NY Times: Advertisers Pour Money Into The Big Screen

posted by Patrick Crowley on July 6, 2005 at 5:33 am

A recent New York Times article took a look at the rising amount of advertising being shown at movie theaters.

A few interesting highlights:

• In 2004, ads in United States movie theaters grew 23 percent to $438 million, according to the Cinema Advertising Council.

• More than 27,000 of the total 37,000 movie screens in the United States run cinema advertising

• Off-screen promotions – including revenue from in-lobby promotions – rose 41 percent to $64 million.

• On-screen advertising revenues grew 20 percent last year to $374 million

Comments (2)

JimRankin on July 6, 2005 at 8:39 am

All this advertising is, indeed, making some people rich, but it is also turning off the majority of movie goers, which is why the attendance figures they don’t mention have been dropping steadily for years now. Hollywood’s studios and distributors are keeping the vast share of the movie ticket’s revenues, forcing the exhibitors who own the cinemas to raise both ticket and concession prices in order to pay off the conglomerates who now own 90% of the screens. Hollywood is killing the goose that laid the golden egg (at least as far as your local cinema is concerned)! Many experts now say that within a decade or so there will be no cinemas aside from a few in New York and Los Angeles where people can flock to see a film on first release (and where TV cameras will be stationed to record them to serve as the premiere and anticipation drivers of their sales), before they go a week later and buy it on DVD or whatever the newest home theatre medium will prevail then. This Cinema Ad Council boasts about their huge incomes from lobby sales now, but wise people see the handwriting on the wall and know that the future is most profitable to the film makers if they sell directly to the public, as recent DVD sales volumes have proven. This means good-bye to THOUSANDS of cinemas across the nation and then in the rest of the world as the money men figure out ways to cut themselves the entire money pie, and not just the largest slice as they do now! I find these figures appalling, not encouraging, for all they portend, but at least we can rejoice that such as the Cinema Ad Council will perish along with the cinemas/theatres they helped to destroy.

Don K.
Don K. on July 6, 2005 at 3:30 pm

The future does not bode well for motion picture exhibition as we have known it. As of this writing, the technology exists for high speed interconnect delivery of programming to home computers that interface with home theater systems. It is just a matter of time before a system is marketed at a price point that seems affordable to the middle class. When the public can download High Definition programming, and/or buy a uniform standard for High Definition DVD (are you listening Sony/Philips and Toshiba?), thousands of movie theaters in the country will probably close. It could even resemble the situation that occurred after the 1948 Federal Court Consent Decree that required the “Big Five” studios to divest themselves of their holdings in exhibition. From 1948 into the mid 1950’s, thousands of movie theaters closed across the country. History may be about to repeat itself.

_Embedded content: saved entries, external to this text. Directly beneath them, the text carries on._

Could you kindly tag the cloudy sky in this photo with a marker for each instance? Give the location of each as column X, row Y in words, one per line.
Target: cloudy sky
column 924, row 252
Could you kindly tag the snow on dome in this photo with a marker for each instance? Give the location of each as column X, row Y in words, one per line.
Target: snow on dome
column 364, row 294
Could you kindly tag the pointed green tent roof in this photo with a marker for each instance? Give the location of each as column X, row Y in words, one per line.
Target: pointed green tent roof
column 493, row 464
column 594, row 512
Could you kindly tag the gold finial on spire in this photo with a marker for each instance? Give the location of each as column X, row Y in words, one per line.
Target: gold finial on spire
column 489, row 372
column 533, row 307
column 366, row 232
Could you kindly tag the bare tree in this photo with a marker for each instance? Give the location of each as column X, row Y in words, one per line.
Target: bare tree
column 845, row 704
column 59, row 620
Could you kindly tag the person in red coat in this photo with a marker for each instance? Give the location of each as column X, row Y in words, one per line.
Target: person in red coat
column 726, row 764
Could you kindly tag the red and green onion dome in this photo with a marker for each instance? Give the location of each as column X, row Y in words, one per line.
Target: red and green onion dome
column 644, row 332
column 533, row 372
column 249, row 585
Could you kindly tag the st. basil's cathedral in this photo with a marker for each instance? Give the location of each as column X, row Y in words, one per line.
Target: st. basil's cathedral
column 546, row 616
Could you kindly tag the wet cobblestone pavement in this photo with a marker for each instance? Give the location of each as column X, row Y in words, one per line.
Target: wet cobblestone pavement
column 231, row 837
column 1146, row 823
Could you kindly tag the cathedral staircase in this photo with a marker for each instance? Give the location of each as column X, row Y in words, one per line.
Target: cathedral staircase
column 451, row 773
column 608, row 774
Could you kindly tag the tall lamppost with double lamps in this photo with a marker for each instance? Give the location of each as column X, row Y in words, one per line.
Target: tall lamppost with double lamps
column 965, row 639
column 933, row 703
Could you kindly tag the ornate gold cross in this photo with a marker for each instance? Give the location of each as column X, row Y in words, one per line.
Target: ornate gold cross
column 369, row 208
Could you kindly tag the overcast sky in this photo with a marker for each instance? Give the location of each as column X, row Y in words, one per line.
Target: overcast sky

In addition, the recent Supreme court decision affirming the right of local governments to condemn private property by eminent domain for the benefit of private developers could affect many movie theaters eventually. In time, you can expect numerous movie theaters to go out of business and the land sold or condemned for development.

Personally, I hate the thought that some day going out to see a movie in a theater may be regarded as a quaint ritual practiced by an earlier generation. At that point, it would be like comparing it to people listening to radio programs before the advent of television. Does that comparison bother you? Well, I hope so!

You are right – today the studios are killing the goose that lays the golden egg. As of this writing, the current box office slump has lasted nineteen weeks. The screen ads are becoming a real sore spot for much of the public. With the price of parking and concessions, it’s just more economical to rent the DVD.

Currently, the studios still need the exhibitors to launch a movie release and prepare the market for the eventual DVD release. When they figure out how to make movie theaters redundant, expect things to change dramatically.

Only a Federal Anti-Trust suit can stop the media conglomerates from monopolizing film and electronic media. So, try writing you congressman – it’s time to break up the media conglomerates!